Sunday, June 13, 2021

The View from the Hermitage, Day 455

Russia is seeing a new covid surge. Workers in Moscow have been ordered to stay home for a week. There were 6,701 new cases there Saturday, the highest single-day total since December. Overall, Russia had 13,510 new cases, the highest since December. The government is urging people to get vaccinated. Fewer than 13 percent of the population has been vaccinated even though the Sputnik V vaccine has been available for months. Two-thirds of Russians say that they do not plan to get vaccinated. The reasons for this include not only distrust of authorities but also frequent state news reports describing coronavirus as almost defeated or not very dangerous. 

The Copa America soccer tournament was scheduled to open with Venezuela against Brazil, the host country. One day before they were to play, at least 12 Venezuelan players and staff have tested positive. Another team, Bolivia, may have at least four people testing positive. Colombia vaccinated its team but not until Thursday, meaning there's no two-week post-injection period for the vaccine to really kick in. 

Canada has rejected 300,000 doses of the Johnson & Johnson vaccine made in Baltimore. The US already rejected 60 million doses from the same facility. At the same time, though, the FDA will allow about 10 million other doses from the same facility to be distributed in the US or abroad with a warning that it cannot guarantee the manufacturer followed good manufacturing practices. I gotta ask, would you want one of these doses? I don't think I would.

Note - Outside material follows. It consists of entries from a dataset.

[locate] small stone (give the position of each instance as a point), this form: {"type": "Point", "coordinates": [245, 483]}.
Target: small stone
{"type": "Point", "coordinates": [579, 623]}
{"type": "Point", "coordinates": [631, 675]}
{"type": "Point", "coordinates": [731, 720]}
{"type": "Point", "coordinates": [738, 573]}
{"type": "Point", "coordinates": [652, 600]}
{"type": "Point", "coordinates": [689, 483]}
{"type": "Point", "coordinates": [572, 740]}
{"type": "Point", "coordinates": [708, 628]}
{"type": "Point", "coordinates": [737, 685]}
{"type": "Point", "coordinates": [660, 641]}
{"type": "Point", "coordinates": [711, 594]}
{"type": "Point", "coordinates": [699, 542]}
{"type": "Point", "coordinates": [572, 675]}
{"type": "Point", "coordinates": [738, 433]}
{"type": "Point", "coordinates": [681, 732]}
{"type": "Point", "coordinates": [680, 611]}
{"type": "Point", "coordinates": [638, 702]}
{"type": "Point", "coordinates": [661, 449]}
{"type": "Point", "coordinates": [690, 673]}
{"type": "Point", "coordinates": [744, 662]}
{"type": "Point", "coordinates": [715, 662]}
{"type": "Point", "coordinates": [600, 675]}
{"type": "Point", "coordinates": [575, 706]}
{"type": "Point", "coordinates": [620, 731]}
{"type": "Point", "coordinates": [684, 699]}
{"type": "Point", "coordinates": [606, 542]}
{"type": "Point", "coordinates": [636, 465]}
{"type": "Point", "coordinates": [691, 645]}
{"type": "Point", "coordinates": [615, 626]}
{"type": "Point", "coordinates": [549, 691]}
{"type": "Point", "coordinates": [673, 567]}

Some quick notes from around the world. Saudi Arabia is limiting the hajj in July to 60,000 people living in Saudi. These people must have been vaccinated and be between 18 and 65 years old. Last year, only 1,000 people were allowed to attend. France extended the curfew for 5,000 fans Friday night so that they could stay at Roland Garros to watch the end of the French Open semi-final between Rafael Nadal and Novak Djokovic. It was five sets well worth watching, as was today's five-set final. In the Democratic Republic of Congo, hospitals in the capital, Kinshasa, are overwhelmed. Friday yielded one of the highest daily new case totals there since the pandemic started. Finally, some countries, including Haiti and Tanzania, have given no vaccinations yet. 

The US has given at least one dose of vaccine to over half its population. In India, with 100,000 new cases daily and 3,000 deaths, three percent of the population have been vaccinated. Brazil, with 11 percent vaccinated, is averaging 64,000 new cases and 1,800 deaths daily. Most African countries are unlikely to meet WHO's goal of having 10 percent of their population vaccinated by September. 

Four times as many women as men suffer from long covid. Several other disease are more likely to affect women than men including chronic fatigue syndrome, fibromyalgia, and chronic Lyme disease, all often dismissed as hypochondria. Women's T cells are much more active early in an infection, possibly due to genetics. Women carry two copies of the X chromosome. Many genes that code for parts of the immune system are on X meaning that different immune responses are expressed more strongly in women. This may be why women are much less likely to die of covid than men. One theory on long covid is that fragments of the virus linger in remote pockets of the body for many months. This would explain why remnants of covid have been discovered in almost every tissue from brain to kidneys.

Finally, as covid cases decline in the US, so has testing, which will make it more difficult to identify outbreaks and track the spread of variants. And the G7 has renewed calls for investigation of the origins of the coronavirus.